As part of this collaboration, we shared our 10-plus year track record of combining impact and financial contribution ratings to steer investment decisions, showing the practical benefits of an integrated approach for improving portfolio performance across both dimensions.
- 3. Monetizing impact
Along with other impact investors, we believe the market will eventually converge around the monetization of impact. In other words, investors will increasingly put a dollar value on the social and environmental impact expected from the capital they invest. That is why we have built monetization into our DELTA — Development Effectiveness Learning, Tracking, and Assessment — impact rating system by calculating a risk-adjusted social and economic rate of return for each investment.
Exciting things are happening on the monetization front. For instance, Harvard Business School’s Impact-Weighted Accounts Initiative is working on integrating the value of social and environmental impact, positive and negative, into companies’ financial reporting. The initiative’s recent analysis shows that the environmental cost generated by 252 of 1,800 firms was greater than their profits.
An approach like this, which paints a fuller picture of a company’s or investment’s net benefit to society, is just what we need to boost comparability and allocate impact capital more effectively.

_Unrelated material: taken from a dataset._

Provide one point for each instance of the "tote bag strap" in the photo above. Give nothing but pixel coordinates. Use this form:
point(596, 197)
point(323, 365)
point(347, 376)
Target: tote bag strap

- 4. Harmonizing sustainability reporting and impact metrics
Similar to internationally recognized financial accounting standards, the call for global standards in corporate sustainability reporting has grown louder, alongside the recent surge in sustainable investing. A step in the right direction, the big five framework- and standard-setting organizations have recently come together to provide joint market guidance on comprehensive corporate reporting.
As this plays out on the global stage, there is room to encourage more companies in Latin America and the Caribbean to strengthen sustainability practices and measure impact as a way to improve their operations while also attracting new investors. Financial incentives such as sustainability-linked loans — where debt costs depend on social or environmental targets being reached — are gaining ground in the region.
Just as the push for standardization is advancing in the corporate world, investors and development finance institutions are harmonizing metrics for how we measure impact in areas such as climate, gender, and job creation. We have been working together with other DFIs to align the harmonized indicators for private sector operations, or HIPSO, with the IRIS+ metrics — the most widely accepted system for measuring and managing impact. To date, over 90% of HIPSO indicators are now harmonized with IRIS+.
Even though the mechanics of how we decide to invest our capital vary, it all boils down to measuring what we measure in the same way. This helps us optimize deals and co-financing agreements, and better compare the results of our investments.
- 5. Managing for impact
Agreeing on standards for impact investing and impact measurement is key. However, our end goal is actually achieving concrete development results from our investments. As today’s COVID-19 pandemic has dramatically reminded us, the best-laid plans for our investments can be derailed by changes largely beyond our control.
So, going forward, we need to focus not only on investing for impact, but more importantly on managing our investments for impact. This means ongoing monitoring of investments to know when things are not going as expected and taking action to course correct.
Ultimately, monitoring and evaluating the performance of our investments — hopefully in increasingly comparable ways — will allow impact investors to build a stock of knowledge on what works (or works better). This will further strengthen our ability to effectively allocate resources for the good of Latin America and the Caribbean, and beyond.